Le début du parcours s’effectuait dans le bois, à l’abri sous les arbres, mais rapidement, la végétation verdoyante a fait place à une sorte de désert de roches et d’herbes sèches. Il faut dire que rendus à 2000 mètres, il n’y a plus grand’ plantes qui accepte de pousser. La vue que nous avions sur l’Émilie-Romagne, d’un côté, et sur la Toscane, de l’autre, était plutôt impressionnante, bien que quelques légers nuages de brume nous empêchaient de voir parfaitement l’horizon. Paraît-il que du haut du Monte Cimone, il est possible d’apercevoir la mer. Nous n’avons pas pu le vérifier de nos yeux vus, mais laissez-moi en douter… Certains ont dû confondre les vagues sensuelles des monts et des vallées avec les ondes silencieuses de la Méditerranée. Un mirage est si vite arrivé.

Au sommet du Monte Cimone, le plus haut de l’Émilie-Romagne, je le rappelle, se trouve une station d’observation météorologique qui, je l’avoue, ruine un peu le paysages. Mais y trône également une sympathique et minuscule chapelle à l’intérieur de laquelle jouent sans relâche d’apaisants chants grégoriens. Nous avons donc savouré notre petit pique-nique assis sur le parvis de la chapelle, bercés par les voix antiques qui résonnaient dans le paysage sans fin.

La descente fut plus difficile que la montée. Le sol rocailleux était glissant et je me suis joliment plantée deux fois – j’ai ainsi appris à mes dépens qu’il ne faut pas se moucher en descendant une côte, car si on perd l’équilibre, nos deux bras ne sont pas disponibles pour nous aider à le rattraper. Je peux vous garantir qu’en prévision de notre prochaine excursion, nous allons nous procurer des bâtons de marche… À défaut d’en avoir cette fois-là, je me suis ruiné les genoux et les chevilles. Les muscles des cuisses, qui ont travaillé plus souvent qu’à leur tour, me font encore souffrir.
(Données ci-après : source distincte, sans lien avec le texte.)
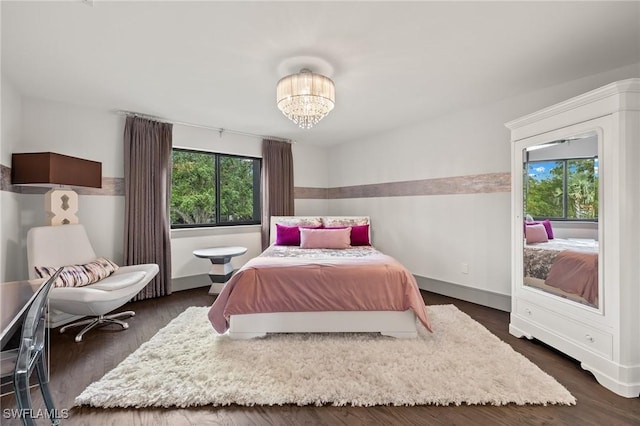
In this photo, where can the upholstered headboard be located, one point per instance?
(327, 221)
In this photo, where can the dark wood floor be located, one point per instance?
(76, 365)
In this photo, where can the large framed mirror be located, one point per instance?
(561, 197)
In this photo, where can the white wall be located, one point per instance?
(435, 235)
(310, 170)
(11, 254)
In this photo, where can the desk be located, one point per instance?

Probablement en raison de tous ces efforts physiques, j’avais une folle envie de viande rouge, envie que j’ai comblée le soir même au restaurant I Carducci de Carpi, en mangeant une délicieuse tagliata di manzo au parmesan et à la roquette. En entrée, nous avons eu droit à de sublimes gnocco fritto (les meilleurs que j’ai mangés jusqu’à présent) accompagnés de charcuteries de qualité. Nous aurions bien pris un dessert, mais le restaurant débordait et la serveuse n’est jamais revenue nous voir après que nous lui ayons dit que nous désirions terminer la bouteille de Chianti avant de passer au dolce. Pour s’excuser de ne pas avoir été attentive à nos besoins, elle nous a offert l’amaro, que nous avons siroté en regardant la clientèle et les propriétaires du restaurant s’énerver le poil des jambes parce que Liga était là. Ce mec, qui est né dans la même petite ville que F., à quelques kilomètres de Carpi, est une rock star en Italie. C’est un peu comme si Garou était rentré dans un resto à Drummondville, mettons. Les cellulaires se faisaient aller l’appareil-photo et tout le monde cherchait un bout de papier à faire autographier par le chanteur. Personnellement, j’ai fait la même chose que si j’avais croisé Garou au Normandin de Drummon : je ne lui ai pas demandé d’autographe. Devant ce spectacle fanatique, F. et moi rigolions, savourant toujours notre amaro.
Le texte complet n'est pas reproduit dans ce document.